To date, no data about the antiseptic susceptibility of Exophiala spp. have been published. Therefore, in order to assess the efficacy of antiseptics, we conducted a phase 1 test according to EN1275. Our test results showed inhibition of growth—and thus fungicidal activity, for all tested antiseptics with the exception of hydrogen peroxide, which is still frequently used for wound antisepsis during surgery in our hospital. It is, however, essential to consider that organic matter or blood secreted by wounds might interfere with the fungicidal activity of antiseptics in vivo, and that in vitro activity does not guarantee that the tested antiseptic solutions will be effective under conditions representative for wounds. Shortly after, we performed our experiments, alternative methods like the phase 2/step 2 in vitro test, which is based on EN 14561, have been proposed for this application [43]. Thus, our preliminary results have to be confirmed in a more detailed set of experiments.

In transplant patients, E. dermatitidis mostly causes phaeohyphomycosis usually presenting with nodules containing abscesses or cysts underneath the skin [44, 45]. These clinical features were also evident in two case reports describing E. jeanselmei phaeohyphomycosis in lung-transplant patients [6, 7]. In contrast to our case, those infections appeared years after lung transplantation and could be cured by surgical excision with or without antifungal therapy. To the best of our knowledge, the case presented herein is the first case describing the presence of the fungus in pleural fluid.

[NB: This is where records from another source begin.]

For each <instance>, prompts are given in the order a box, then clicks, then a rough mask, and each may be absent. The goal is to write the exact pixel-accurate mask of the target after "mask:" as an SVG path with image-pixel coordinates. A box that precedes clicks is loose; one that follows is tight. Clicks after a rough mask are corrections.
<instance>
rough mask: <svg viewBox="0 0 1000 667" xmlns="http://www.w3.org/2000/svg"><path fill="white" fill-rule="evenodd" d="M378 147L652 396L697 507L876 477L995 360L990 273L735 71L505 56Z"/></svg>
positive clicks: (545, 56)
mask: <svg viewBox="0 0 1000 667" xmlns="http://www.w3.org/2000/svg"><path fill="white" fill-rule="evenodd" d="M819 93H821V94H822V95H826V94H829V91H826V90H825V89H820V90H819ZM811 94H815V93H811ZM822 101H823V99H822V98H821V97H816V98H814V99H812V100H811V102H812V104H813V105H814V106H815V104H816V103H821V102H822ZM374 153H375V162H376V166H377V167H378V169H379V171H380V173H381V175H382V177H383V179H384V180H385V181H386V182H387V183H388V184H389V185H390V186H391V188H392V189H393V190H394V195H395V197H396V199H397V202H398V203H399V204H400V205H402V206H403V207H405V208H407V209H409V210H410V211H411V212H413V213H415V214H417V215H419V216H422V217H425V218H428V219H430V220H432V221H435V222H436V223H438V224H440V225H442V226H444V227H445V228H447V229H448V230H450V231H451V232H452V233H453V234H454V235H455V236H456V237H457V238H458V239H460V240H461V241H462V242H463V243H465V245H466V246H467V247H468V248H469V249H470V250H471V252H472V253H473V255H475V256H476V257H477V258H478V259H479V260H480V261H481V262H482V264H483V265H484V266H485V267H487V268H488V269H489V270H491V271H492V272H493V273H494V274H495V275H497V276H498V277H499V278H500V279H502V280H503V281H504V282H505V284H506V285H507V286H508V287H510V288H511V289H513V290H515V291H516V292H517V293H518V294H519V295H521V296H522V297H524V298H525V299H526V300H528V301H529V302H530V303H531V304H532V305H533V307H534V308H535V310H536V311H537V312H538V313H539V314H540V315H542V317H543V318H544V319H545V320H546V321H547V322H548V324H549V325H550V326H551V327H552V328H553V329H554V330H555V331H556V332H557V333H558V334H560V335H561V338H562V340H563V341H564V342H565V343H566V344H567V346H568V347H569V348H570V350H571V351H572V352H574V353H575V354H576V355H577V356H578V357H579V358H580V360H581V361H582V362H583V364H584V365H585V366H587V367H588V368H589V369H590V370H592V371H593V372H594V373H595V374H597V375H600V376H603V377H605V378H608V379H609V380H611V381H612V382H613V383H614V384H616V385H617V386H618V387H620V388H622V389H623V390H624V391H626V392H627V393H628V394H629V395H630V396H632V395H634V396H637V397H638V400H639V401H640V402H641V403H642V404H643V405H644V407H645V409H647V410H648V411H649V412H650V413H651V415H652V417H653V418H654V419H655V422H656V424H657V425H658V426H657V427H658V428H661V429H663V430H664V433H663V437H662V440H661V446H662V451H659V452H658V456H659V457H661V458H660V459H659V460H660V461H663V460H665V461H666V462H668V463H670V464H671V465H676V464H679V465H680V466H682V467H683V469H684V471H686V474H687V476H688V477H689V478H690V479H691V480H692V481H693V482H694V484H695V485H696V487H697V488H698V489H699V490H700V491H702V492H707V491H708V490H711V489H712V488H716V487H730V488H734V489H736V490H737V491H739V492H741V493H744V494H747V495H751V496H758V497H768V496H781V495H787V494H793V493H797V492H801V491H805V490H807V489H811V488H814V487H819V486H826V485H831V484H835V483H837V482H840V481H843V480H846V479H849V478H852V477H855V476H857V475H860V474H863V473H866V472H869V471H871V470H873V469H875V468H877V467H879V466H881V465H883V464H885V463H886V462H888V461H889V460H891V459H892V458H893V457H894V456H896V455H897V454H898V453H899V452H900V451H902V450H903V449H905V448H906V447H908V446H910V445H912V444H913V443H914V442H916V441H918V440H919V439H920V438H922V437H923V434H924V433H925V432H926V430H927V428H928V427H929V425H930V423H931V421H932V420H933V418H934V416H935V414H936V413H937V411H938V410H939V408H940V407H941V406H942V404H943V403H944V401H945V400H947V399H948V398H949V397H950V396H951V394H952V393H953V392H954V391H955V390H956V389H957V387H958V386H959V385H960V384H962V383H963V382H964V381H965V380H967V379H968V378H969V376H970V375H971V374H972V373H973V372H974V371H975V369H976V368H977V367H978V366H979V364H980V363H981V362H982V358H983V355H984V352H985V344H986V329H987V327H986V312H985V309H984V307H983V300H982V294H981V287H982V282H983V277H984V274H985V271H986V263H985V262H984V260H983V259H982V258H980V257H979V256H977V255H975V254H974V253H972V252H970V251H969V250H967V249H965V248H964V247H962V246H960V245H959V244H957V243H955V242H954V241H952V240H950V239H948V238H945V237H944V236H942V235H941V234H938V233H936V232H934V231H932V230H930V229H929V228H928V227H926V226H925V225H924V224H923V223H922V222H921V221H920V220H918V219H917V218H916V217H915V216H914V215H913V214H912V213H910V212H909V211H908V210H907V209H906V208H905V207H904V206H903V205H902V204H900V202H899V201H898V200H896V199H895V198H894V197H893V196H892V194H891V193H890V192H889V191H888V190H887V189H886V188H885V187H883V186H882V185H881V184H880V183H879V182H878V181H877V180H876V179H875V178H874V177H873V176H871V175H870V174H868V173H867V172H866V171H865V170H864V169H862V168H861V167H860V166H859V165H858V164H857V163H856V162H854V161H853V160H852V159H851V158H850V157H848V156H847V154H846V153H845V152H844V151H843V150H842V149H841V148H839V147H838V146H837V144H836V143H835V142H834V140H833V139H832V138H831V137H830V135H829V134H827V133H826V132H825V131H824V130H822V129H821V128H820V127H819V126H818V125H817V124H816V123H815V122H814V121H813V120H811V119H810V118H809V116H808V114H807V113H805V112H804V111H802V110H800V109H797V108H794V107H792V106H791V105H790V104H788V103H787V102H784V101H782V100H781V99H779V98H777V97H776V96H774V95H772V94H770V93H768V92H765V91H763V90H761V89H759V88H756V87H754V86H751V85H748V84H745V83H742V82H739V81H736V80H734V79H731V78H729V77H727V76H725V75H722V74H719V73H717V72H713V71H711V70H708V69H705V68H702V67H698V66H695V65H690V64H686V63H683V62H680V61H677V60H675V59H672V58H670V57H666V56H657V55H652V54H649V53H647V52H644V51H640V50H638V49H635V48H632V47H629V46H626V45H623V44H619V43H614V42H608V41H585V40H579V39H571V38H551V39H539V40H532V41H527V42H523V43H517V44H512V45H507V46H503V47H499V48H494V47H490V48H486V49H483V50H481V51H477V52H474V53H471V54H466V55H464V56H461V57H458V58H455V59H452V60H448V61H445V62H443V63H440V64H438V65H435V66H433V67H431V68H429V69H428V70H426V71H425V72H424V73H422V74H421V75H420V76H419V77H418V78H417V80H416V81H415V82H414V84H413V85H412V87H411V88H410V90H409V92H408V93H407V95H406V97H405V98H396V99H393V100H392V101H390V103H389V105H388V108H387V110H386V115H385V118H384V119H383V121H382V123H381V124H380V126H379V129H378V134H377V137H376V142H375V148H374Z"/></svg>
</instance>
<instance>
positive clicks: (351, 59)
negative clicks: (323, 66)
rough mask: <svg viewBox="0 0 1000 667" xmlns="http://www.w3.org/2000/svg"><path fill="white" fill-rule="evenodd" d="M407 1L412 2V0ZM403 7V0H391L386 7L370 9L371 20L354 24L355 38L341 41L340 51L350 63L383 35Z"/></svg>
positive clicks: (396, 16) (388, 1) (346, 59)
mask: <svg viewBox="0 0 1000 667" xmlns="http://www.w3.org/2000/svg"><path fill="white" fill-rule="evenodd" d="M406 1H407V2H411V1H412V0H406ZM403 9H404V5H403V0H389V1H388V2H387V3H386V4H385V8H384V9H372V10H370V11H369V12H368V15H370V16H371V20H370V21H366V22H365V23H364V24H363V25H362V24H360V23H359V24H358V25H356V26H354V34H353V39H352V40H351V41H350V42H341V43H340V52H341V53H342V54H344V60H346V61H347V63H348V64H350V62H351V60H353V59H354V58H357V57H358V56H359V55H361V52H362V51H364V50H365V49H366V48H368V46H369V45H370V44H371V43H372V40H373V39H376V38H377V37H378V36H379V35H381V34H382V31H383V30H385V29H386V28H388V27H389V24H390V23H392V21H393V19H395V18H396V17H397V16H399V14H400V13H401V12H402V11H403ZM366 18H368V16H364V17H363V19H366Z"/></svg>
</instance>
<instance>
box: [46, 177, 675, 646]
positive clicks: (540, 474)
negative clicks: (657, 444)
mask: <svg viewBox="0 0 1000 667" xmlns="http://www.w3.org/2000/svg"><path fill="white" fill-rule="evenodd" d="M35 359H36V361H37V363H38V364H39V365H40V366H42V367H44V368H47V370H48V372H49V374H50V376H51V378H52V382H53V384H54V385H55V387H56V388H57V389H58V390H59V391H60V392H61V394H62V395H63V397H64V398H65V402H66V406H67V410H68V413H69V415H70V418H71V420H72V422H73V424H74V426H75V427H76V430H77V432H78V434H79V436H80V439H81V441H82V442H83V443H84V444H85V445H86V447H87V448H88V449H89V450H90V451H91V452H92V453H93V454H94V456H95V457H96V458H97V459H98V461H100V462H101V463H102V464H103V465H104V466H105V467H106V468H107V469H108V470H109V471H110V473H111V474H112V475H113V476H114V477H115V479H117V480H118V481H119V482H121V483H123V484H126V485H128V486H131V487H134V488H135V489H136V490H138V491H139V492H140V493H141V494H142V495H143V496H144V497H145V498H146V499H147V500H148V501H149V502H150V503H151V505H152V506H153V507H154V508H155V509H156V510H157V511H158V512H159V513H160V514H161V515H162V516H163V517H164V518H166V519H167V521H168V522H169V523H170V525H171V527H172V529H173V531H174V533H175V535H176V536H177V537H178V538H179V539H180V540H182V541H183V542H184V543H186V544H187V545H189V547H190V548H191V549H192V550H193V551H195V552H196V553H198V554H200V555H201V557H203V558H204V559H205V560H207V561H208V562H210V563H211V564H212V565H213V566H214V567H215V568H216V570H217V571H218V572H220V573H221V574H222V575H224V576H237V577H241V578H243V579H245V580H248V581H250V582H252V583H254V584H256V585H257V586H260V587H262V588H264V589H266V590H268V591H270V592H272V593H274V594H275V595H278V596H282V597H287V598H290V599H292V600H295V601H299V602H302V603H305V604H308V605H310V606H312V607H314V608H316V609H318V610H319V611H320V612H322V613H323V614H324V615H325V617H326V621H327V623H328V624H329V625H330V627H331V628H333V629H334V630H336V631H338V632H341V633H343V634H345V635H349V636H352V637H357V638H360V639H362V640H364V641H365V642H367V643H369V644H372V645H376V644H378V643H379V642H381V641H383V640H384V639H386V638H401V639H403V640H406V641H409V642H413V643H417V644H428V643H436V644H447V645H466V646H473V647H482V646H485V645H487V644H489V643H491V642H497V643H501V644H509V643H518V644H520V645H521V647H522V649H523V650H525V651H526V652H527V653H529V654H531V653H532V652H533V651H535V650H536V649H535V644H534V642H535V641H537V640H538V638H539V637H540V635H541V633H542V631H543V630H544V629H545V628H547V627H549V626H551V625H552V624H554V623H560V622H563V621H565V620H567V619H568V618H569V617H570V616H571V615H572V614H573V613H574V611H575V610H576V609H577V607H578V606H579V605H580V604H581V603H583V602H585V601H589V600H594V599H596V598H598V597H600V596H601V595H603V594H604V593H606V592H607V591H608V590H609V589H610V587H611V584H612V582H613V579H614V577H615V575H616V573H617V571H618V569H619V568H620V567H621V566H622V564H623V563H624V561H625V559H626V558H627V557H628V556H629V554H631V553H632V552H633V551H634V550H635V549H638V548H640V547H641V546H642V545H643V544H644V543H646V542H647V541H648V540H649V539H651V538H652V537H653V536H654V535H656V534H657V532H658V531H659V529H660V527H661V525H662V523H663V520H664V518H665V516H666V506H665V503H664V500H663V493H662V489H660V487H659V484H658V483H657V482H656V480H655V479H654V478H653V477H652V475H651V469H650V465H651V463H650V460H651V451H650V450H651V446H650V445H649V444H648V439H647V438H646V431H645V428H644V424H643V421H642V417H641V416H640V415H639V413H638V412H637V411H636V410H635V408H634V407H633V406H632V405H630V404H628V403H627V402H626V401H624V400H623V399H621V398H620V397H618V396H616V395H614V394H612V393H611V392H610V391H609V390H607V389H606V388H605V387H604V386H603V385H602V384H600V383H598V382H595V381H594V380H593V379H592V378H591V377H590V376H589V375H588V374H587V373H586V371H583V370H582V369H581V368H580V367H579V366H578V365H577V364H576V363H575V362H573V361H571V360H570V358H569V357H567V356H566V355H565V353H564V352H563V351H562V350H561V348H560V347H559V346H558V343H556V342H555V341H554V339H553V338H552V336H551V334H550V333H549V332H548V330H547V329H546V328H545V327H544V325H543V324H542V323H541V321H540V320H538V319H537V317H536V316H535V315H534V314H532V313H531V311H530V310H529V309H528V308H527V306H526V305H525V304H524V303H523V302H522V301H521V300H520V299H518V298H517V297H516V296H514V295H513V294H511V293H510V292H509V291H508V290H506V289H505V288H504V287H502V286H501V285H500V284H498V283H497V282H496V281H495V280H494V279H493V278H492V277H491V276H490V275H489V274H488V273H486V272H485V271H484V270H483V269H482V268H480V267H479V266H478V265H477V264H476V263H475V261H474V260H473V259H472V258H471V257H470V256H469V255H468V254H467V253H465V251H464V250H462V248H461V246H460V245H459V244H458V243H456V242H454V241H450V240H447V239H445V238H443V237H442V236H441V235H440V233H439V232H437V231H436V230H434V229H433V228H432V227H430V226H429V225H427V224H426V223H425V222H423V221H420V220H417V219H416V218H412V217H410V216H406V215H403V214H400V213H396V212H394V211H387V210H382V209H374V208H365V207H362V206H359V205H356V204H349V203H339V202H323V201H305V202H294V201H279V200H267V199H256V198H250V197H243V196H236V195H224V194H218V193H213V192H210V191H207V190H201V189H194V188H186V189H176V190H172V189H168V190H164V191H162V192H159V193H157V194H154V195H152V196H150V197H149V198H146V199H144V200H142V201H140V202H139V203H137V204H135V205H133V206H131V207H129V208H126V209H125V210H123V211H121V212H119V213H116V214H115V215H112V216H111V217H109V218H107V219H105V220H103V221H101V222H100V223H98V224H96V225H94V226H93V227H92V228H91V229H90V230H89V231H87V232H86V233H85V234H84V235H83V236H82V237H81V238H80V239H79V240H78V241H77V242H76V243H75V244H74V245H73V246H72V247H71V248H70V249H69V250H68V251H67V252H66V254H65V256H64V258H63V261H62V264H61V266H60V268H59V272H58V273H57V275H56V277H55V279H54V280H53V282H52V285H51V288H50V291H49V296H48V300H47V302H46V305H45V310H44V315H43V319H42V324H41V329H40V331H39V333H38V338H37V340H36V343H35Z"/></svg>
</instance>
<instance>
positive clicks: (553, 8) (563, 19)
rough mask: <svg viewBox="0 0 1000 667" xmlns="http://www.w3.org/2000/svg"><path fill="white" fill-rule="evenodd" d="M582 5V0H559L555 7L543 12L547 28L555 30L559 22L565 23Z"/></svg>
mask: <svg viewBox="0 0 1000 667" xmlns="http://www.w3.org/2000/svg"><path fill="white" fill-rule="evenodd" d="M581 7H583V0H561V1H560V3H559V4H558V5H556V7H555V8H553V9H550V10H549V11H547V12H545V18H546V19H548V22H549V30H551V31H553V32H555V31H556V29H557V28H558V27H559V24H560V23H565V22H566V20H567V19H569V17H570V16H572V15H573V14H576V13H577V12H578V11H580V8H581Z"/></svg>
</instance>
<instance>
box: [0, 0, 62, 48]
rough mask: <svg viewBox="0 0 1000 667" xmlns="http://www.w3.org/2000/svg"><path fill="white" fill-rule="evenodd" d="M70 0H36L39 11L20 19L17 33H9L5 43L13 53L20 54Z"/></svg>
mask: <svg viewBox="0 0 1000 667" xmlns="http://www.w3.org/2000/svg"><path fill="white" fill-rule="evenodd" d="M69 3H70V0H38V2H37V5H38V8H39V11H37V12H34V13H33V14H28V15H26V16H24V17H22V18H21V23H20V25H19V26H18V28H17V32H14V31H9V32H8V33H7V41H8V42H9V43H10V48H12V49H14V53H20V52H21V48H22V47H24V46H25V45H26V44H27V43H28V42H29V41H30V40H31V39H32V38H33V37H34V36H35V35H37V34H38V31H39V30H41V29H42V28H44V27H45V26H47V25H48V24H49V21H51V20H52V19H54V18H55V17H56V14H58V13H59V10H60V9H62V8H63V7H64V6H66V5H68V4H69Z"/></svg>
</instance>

Evidence concerning transmission routes in the hospital setting is scarce. A nosocomial outbreak of E. jeanselmei fungemia related to contaminated deionized water from the pharmacy has been described [46]. In our case, it was not possible to identify the source of infection. We assume that the disregarded colonization with E. dermatitidis was the reason for the development of the invasive fungal infection. However, further research is needed to reveal sources and possible transmission routes of these organisms in the hospital setting.


In summary, E. dermatitidis colonization can rapidly progress towards an invasive fungal infection. In addition, the detection and identification of this slow growing fungus represent a challenge for the microbiology laboratory, which might lead to delayed—or failed—treatment. Patients at risk, for example, are CF patients colonized by E. dermatitidis, as well as immunocompromised patients.